Of course, the new tape library isn’t endlessly capacious – everything ingested to the new tape library is being written to tape pairs, allowing second copies to eventually be stored in a separate location, which reduces its effective capacity to 40 tapes’ worth of footage. What happenes when a proxy refers to a file that’s not just offline, but outside of the robotic library completely? “It’s a little bit tricky to open that robot and stick something in its mail slot, so Xen sold us an external drive we put outside the rack,” Covey explains,. “If the MAS restore process says the tape is offline, someone has to go get that tape off the shelf and shove it in the external drive. But for what we do, things typically have a six-month lifespan and then it gets quiet on a project. And I think the robot is going to have a six-month or one-year window of projects sitting in there.”
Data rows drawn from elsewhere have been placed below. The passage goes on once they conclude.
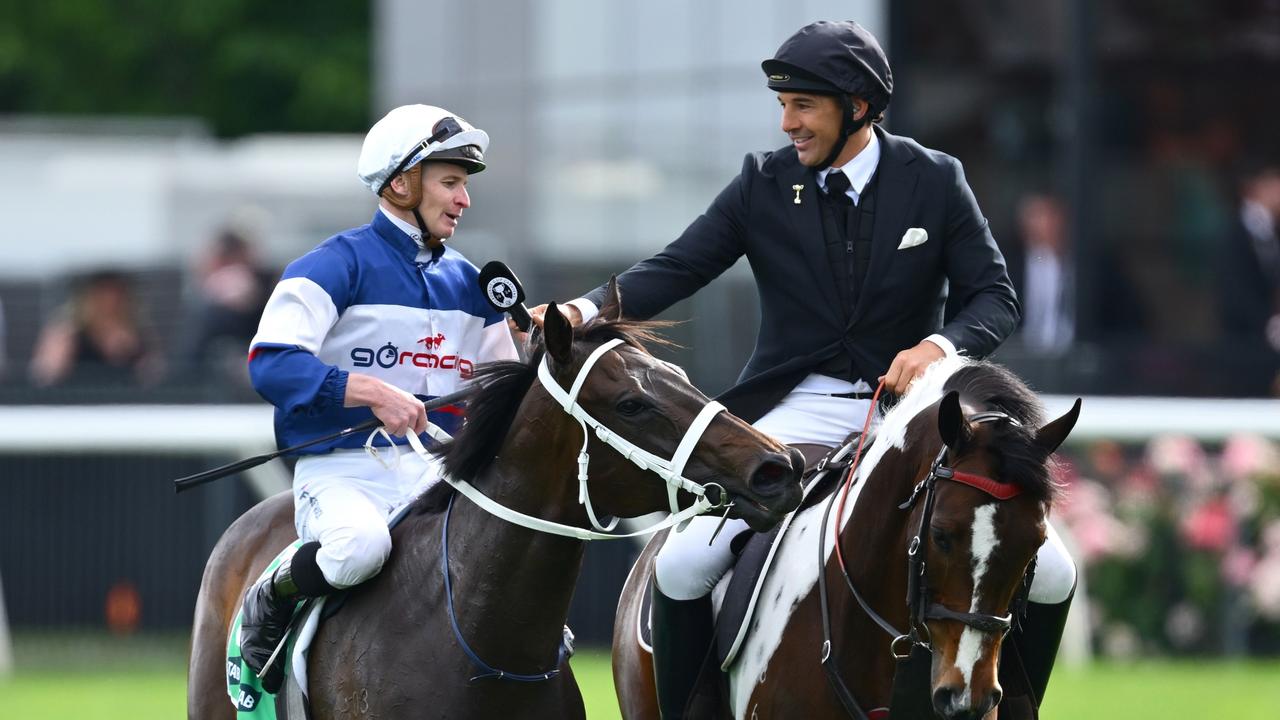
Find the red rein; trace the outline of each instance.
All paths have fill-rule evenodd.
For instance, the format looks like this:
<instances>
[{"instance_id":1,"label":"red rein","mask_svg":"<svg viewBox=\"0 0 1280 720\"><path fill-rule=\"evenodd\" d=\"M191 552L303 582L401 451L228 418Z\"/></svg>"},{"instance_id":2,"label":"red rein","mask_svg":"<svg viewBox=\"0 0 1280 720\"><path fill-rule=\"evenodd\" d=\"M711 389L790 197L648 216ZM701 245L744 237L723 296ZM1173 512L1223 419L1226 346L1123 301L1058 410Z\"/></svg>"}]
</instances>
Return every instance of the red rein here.
<instances>
[{"instance_id":1,"label":"red rein","mask_svg":"<svg viewBox=\"0 0 1280 720\"><path fill-rule=\"evenodd\" d=\"M882 389L884 389L883 380L881 380L881 384L876 388L876 393L872 396L872 406L867 410L867 420L863 423L863 432L858 438L858 451L854 452L854 461L849 465L849 474L845 475L845 487L841 489L840 506L836 509L835 543L836 557L840 560L841 568L846 566L845 556L840 551L840 530L845 516L845 498L849 497L849 488L854 487L854 473L858 471L858 464L863 459L863 445L867 443L867 432L872 425L872 416L876 413L876 404L879 402L879 393ZM966 484L972 488L980 489L996 500L1009 500L1023 492L1023 488L1014 483L1001 483L986 475L974 475L973 473L963 473L960 470L952 470L950 479Z\"/></svg>"}]
</instances>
The bottom line for HDTV is that Omneon has the knowhow to keep tabs on the chaotic file structure of Final Cut Pro projects. “When I started talking to archive companies, everyone walked in and said, ‘I have a solution for you,'” Covey recalls. “I would make them a disk drive with three Final Cut projects that were just a mess. I said, ‘Here, you make sense of this and come back to me.’ Nobody ever knocked on my door again. They were prepared to keep track of the final output piece, but not the mess that’s inside of it. But on the XenData system, if I recall an entire project folder back, the Omneon puts it back together just as it was to begin with. I was a little leery, but it works.”